Nation Cancels Big Festival Over Outbreak

With 133 cases reported, Italy calls off public events
By Newser Editors and Wire Services
Posted Feb 23, 2020 12:00 PM CST
Outbreak Causes Italy to Call Off Venice Carnival
People wearing sanitary masks walk past the Duomo gothic cathedral Sunday in Milan, Italy.   (AP Photo/Luca Bruno)

Scrambling to contain the rapidly rising number of new coronavirus infections in Italy, the most outside Asia, authorities on Sunday stepped up measures to ban public gatherings. Venice's famed carnival events, which have drawn tens of thousands of revelers to a region that is now in the heart of the outbreak, have been called off, the AP reports. "The ordinance is immediately operative and will go into effect at midnight,'' announced Veneto regional Gov. Luca Zaia, whose area includes Venice, where thousands packed St. Mark's Square to join in carnival fun. Carnival would have run through Tuesday. Buses, trains, and other forms of public transport—including boats in Venice—were being disinfected, Zaia said.

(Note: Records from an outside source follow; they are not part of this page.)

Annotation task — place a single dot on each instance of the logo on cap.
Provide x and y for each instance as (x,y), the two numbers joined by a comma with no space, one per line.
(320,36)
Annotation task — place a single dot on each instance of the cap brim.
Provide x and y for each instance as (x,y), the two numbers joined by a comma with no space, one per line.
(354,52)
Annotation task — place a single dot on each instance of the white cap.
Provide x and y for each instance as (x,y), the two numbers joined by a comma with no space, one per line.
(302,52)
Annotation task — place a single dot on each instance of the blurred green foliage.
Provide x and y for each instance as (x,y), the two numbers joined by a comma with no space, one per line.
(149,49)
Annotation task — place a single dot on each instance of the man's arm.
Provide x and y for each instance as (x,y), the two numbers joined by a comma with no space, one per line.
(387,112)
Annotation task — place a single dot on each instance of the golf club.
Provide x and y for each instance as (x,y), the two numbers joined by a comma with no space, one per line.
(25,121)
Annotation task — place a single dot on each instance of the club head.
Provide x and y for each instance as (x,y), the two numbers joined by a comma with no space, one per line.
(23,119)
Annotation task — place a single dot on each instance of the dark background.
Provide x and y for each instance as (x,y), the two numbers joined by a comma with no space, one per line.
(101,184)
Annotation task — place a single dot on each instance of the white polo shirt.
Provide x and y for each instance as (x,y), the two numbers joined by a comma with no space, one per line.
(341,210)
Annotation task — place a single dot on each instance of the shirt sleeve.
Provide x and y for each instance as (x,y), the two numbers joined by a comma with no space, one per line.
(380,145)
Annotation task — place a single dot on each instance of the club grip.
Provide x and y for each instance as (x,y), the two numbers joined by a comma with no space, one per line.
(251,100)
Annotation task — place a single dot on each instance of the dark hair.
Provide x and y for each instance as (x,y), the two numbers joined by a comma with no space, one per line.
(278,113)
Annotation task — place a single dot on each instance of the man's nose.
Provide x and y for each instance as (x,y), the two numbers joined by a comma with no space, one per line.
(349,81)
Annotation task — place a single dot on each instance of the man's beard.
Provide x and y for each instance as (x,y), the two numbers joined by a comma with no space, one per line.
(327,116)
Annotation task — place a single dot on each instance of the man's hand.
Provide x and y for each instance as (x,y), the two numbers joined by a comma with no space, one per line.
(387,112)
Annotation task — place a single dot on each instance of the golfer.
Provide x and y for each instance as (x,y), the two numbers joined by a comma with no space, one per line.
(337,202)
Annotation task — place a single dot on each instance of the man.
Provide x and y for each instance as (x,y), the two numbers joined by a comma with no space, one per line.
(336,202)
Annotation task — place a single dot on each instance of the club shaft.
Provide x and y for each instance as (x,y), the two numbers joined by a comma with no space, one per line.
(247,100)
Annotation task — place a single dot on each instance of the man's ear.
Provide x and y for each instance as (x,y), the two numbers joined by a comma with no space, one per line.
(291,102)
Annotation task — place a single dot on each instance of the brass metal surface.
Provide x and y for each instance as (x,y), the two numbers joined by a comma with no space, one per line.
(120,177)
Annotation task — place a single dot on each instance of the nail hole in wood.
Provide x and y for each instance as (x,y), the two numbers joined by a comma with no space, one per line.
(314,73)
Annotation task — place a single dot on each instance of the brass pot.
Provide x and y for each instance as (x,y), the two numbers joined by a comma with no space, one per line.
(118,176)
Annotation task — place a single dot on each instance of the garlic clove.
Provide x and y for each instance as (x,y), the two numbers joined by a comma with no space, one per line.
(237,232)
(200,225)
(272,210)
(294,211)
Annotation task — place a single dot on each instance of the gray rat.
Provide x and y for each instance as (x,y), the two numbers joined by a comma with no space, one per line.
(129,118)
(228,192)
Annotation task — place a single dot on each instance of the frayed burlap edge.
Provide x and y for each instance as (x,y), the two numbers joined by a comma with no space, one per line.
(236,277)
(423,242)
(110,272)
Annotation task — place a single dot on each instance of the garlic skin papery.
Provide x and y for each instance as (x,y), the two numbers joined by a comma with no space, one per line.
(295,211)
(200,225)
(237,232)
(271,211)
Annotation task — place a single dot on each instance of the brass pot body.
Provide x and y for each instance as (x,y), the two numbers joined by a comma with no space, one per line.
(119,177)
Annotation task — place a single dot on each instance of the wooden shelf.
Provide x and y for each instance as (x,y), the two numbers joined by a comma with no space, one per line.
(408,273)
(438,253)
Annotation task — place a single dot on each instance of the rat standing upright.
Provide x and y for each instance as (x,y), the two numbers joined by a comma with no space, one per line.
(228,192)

Three people in Venice have tested positive for the COVID-19 virus, all in their late 80s and all hospitalized in critical condition. Zaia said among those infected was a nurse. Nearly all of Italy's 133 known cases are in the north. Authorities expressed frustration they haven't been able to track down the source of the spread of COVID-19 there, which surfaced last week when a man in Codogno in his late 30s became critically ill. "The health officials haven't been yet able to pinpoint Patient Zero,'' Angelo Borrelli, head of the national Civil Protection agency, told reporters in Rome. For now, the strategy is closures and other restrictions. Italy had taken measures early on in the global virus alarm, including banning direct flights from China, Hong Kong, Taiwan and Macau.